When he founded the school, Dr. Lutkin designed its unique environment to be a place that would change the students' lives. He works hard as the keeper of other people's secrets, though he never shares any of his own.

But everything changes late in the winter of 1994 when these four characters' lives intersect in unexpected ways. None of them will ever be the same.

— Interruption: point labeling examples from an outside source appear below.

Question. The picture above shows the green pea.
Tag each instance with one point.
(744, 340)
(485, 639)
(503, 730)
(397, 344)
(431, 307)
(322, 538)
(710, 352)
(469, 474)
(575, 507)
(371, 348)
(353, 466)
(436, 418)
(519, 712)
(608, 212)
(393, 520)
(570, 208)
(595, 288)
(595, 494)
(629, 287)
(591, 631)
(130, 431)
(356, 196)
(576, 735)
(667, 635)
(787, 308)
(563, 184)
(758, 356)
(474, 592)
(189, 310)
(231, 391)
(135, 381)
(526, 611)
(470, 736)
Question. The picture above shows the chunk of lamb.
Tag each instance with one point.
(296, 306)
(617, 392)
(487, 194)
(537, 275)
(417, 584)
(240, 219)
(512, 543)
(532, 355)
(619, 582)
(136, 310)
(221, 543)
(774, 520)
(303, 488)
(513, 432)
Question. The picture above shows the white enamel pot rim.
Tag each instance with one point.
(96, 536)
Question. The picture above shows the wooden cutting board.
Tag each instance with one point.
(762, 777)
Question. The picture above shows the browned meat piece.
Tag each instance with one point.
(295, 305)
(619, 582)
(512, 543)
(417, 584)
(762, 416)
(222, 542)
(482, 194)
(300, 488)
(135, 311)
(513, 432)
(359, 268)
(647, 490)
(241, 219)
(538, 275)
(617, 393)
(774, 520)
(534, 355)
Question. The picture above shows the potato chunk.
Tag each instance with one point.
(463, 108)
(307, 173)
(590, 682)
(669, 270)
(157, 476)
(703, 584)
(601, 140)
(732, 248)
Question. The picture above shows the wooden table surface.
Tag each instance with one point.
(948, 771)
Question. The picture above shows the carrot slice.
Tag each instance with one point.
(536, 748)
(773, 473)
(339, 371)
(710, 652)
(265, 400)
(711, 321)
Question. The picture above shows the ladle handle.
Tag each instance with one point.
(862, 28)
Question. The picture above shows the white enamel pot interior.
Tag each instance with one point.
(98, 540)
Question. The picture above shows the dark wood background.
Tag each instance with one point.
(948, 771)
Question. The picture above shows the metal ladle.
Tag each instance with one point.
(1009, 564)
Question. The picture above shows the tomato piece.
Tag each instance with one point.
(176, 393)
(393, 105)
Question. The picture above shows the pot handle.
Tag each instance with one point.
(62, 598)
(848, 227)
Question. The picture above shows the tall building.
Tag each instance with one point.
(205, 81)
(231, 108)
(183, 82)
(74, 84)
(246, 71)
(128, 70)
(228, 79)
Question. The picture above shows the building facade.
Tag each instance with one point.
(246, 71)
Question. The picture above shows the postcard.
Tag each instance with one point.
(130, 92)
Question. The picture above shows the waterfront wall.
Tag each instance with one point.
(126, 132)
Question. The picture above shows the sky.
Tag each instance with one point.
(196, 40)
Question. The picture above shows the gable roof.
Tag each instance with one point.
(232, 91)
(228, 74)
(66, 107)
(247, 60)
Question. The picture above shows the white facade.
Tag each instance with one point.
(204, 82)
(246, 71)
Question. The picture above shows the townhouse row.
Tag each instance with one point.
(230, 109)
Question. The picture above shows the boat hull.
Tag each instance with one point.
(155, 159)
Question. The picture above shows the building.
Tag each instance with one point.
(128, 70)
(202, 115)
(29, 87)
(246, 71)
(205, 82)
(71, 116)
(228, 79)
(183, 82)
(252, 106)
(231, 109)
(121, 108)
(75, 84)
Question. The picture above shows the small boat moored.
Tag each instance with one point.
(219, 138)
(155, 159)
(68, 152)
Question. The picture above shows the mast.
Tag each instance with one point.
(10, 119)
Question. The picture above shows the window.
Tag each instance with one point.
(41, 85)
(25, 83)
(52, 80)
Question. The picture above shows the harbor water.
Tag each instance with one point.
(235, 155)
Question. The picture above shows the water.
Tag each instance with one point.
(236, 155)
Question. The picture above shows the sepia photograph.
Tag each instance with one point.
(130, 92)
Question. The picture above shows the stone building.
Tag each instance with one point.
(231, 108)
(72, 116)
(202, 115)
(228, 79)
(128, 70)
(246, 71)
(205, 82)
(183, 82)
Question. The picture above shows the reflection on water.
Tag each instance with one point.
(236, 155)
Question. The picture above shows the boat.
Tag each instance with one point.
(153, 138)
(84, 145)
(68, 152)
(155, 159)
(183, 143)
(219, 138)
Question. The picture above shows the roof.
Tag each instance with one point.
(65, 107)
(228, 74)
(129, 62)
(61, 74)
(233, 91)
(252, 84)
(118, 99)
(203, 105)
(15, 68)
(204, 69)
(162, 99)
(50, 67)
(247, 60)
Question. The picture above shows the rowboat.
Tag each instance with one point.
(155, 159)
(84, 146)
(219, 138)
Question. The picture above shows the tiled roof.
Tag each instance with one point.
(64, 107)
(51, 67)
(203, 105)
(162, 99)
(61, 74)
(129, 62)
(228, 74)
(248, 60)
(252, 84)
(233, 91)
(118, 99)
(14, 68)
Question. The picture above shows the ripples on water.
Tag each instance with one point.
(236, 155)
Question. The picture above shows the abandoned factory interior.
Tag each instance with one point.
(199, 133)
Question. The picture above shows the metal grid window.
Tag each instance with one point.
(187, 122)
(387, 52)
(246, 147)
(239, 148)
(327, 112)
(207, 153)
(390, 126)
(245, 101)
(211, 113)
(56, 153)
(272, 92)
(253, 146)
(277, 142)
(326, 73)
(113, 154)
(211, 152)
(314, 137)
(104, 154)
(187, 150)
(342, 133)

Sooo before I start the review I wanted to let y'all know that Perks will now and forever simply be a book blog blogging about booksih things. I decided to start a new blog called Of Roses and Rebels  to blog about lifestyle things. So go check it out and give me a follow if you want more lifestyle posts from me :) Ok now on to the review...

My Musings:

I remember when I got this book in the mail. I was so excited to open it when I saw the cover and actually held the book I died a little. It took me a while to start reading it and this review is really late seeing as it is June. I had no real expectations for this book which Is probably the best way to approach books just because it's easier to be objective and true to the actual quality of the novel.

It was in my AP Spanish class during a free period that I started this book. I have to say the plot and the basic idea of the novel is amazing. I love that this book deals with mental health and the issues within that world. As a person with an anxiety disorder, I definitely appreciated having characters I could relate to and root for. I also really appreciated the fact that most of the main characters were people of color. That's not something you see in most books which is part of the reason that this book is so special and so amazing. Essentially this follows three people and their relationships and lives. The plot itself is innovative and pretty good. There was no plot holes so it was consistent and innovative. The characters experience so much strife and deal with a lot. I developed a lot of respect for them. I really LOVE that Gholar wrote about these things because it's easy to romanticize mental issues but I really appreciated that she tried to give a more realistic, gritty feel to the novel.

That being said I wasn't a big fan of the writing style or the characterization of the characters. I felt like I couldn't really connect to the characters and I felt like so many moments in the novel were exaggerated or just to cheesy for me. The set up to some of the characters actions took the seriousness out of those moments and made them a little bit cheesy. For instance, the romance for me was just no. While I think the relationship between  Janina and Devante was cute and definitely got better as the book progressed I really didn't like the fact that it was instalovey. I would have preferred seeing them slowly get to know each other rather than just falling in love right away. I definitely would have appreciated their relationships even more.

I really, really wanted to like this book. And I did love it at times. However, I couldn't really get into it and get pass some of the awkward moments and cheesy bits. The book gets better the more you read, but the initial few chapter and beginning middle were a little harder for get through.